Une volonté souveraine claire


Ce malentendu n’est pas un simple différend technique. Il s’inscrit dans une démarche souveraine du Gabon, qui souhaite renforcer la gestion de ses ressources et assurer une meilleure répartition des retombées économiques. « Je ne souhaite ni l’éluder ni la dramatiser car nous avons réengagé depuis un dialogue serein qui je l’espère se poursuivra », a précisé Cécile Abadie. La diplomate a aussi souligné l’« attachement à la transparence » de l’Union européenne, insistant sur la nécessité de maintenir un dialogue constructif, malgré les tensions actuelles.


Une nouvelle dynamique dans la relation


Tout en reconnaissant cette démarche « souveraine », Cécile Abadie a affirmé que le dialogue avait repris dans un climat « serein ». « Nous n’avons rien à cacher et, je le crois sincèrement, beaucoup à offrir », a-t-elle déclaré. Bruxelles souhaite continuer à être un partenaire de choix et de confiance pour le Gabon, même si les enjeux ont évolué. La volonté de transformer et de diversifier l’économie gabonaise est désormais au centre des préoccupations, et ce, dans l’intérêt mutuel.


Rappel des faits


Derrière cette séquence diplomatique se cache un vieux contentieux devenu éminemment politique. Depuis plusieurs années, de nombreuses voix au Gabon dénoncent un modèle dans lequel les navires européens capturent d’importantes quantités de thon dans les eaux gabonaises, pendant que la transformation industrielle, les emplois et la valeur ajoutée échappent largement au pays.
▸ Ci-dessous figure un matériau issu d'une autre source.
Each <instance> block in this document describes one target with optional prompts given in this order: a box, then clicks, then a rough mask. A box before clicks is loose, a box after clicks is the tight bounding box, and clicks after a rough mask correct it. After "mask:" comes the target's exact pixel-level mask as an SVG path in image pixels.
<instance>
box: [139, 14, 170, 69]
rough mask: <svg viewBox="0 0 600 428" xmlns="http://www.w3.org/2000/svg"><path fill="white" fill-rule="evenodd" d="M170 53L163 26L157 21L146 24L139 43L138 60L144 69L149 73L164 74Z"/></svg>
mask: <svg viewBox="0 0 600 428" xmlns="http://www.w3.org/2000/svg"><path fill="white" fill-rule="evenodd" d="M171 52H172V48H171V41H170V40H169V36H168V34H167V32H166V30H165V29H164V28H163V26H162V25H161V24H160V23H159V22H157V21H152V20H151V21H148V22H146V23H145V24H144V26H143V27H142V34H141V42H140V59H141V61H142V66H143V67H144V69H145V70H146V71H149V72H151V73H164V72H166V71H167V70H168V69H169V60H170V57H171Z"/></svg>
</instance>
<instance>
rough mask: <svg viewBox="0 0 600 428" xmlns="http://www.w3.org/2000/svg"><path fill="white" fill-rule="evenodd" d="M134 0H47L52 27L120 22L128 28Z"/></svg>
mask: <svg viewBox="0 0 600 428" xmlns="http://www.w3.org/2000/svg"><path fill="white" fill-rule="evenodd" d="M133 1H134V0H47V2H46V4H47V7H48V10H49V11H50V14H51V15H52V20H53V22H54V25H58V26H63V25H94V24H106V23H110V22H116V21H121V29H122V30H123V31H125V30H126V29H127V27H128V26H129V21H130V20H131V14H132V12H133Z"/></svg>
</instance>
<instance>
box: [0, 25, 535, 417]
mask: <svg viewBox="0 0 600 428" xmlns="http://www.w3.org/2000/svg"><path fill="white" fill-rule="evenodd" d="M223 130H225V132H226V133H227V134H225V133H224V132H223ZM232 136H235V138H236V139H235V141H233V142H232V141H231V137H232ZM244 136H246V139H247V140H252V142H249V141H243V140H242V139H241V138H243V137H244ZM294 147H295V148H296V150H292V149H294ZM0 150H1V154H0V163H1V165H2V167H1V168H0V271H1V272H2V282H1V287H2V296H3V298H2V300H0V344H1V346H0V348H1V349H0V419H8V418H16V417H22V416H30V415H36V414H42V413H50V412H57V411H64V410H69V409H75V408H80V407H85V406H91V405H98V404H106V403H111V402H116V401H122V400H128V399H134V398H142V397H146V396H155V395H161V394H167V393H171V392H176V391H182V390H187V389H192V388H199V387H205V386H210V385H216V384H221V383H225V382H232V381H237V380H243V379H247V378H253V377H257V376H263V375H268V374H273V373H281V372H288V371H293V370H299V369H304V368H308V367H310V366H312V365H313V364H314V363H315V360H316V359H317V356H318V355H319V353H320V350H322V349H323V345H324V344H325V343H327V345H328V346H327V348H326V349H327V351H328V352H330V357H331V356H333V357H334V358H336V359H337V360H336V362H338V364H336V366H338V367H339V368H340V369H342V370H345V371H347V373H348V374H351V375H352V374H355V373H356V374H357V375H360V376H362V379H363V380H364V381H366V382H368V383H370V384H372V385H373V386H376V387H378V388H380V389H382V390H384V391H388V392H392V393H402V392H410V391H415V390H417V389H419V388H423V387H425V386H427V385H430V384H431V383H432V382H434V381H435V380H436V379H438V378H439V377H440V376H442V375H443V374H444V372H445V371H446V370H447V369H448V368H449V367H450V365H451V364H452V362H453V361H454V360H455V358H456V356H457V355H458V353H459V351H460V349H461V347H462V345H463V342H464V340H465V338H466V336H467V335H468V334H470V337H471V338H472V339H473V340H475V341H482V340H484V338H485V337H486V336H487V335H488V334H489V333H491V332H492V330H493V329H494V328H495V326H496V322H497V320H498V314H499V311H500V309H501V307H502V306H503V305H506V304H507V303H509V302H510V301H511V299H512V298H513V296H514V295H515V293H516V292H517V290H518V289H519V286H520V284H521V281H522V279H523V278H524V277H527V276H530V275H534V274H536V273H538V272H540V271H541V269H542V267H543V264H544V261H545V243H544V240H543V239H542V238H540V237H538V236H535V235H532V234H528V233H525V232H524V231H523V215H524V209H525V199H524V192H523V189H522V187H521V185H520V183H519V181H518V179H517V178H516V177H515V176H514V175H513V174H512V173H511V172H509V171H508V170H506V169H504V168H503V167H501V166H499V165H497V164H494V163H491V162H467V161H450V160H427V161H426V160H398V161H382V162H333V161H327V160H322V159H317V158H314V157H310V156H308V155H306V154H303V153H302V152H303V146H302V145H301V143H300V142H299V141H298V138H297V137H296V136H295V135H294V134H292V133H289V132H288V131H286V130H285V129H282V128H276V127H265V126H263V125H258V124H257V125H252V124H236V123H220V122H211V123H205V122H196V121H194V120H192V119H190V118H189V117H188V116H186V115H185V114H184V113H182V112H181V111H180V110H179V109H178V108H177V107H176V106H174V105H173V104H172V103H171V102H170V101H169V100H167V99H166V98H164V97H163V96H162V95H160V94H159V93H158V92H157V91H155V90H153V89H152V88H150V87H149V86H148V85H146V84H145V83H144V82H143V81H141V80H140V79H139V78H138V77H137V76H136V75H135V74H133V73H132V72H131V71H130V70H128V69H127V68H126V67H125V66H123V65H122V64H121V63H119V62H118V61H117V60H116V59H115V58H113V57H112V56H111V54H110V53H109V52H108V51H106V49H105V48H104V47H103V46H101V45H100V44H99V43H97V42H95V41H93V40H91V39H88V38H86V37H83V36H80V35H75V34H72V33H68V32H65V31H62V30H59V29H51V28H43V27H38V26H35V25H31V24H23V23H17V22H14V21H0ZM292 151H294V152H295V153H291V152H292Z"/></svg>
Libreville estime que les anciens accords ont surtout profité aux flottes étrangères sans réellement structurer une industrie locale de la pêche.


Le Gabon veut imposer une nouvelle doctrine. Transformer localement ses ressources halieutiques, créer des emplois nationaux et renforcer le contrôle de ses richesses maritimes. Bruxelles, de son côté, tente d’éviter une rupture avec un partenaire stratégique du Golfe de Guinée. Consciente de cette nouvelle réalité politique, Cécile Abadie a d’ailleurs reconnu que « l’agenda de diversification et de transformation des ressources du Gabon est non seulement légitime et dans le sens de l’histoire, mais aussi dans le plein intérêt de l’Europe ».


Une évolution de la relation


Ce constat montre que le rapport entre le Gabon et ses partenaires, notamment européens, est en train d’évoluer. Au-delà du simple conflit sur le thon, c’est toute la philosophie des relations économiques qui est remise en question. Le Gabon, en affirmant sa souveraineté et en cherchant à mieux valoriser ses ressources, montre qu’il est prêt à prendre en mains son avenir, tout en restant ouvert au dialogue et à la coopération.


En somme, cette nouvelle étape dans le dossier de la pêche thonière illustre la volonté du Gabon de défendre ses intérêts tout en restant fidèle à ses principes de transparence et de souveraineté. Ce dialogue, qu’il ne faut ni l’utiliser ni le dramatiser, reste essentiel pour bâtir une relation équilibrée et respectueuse entre Libreville et Bruxelles.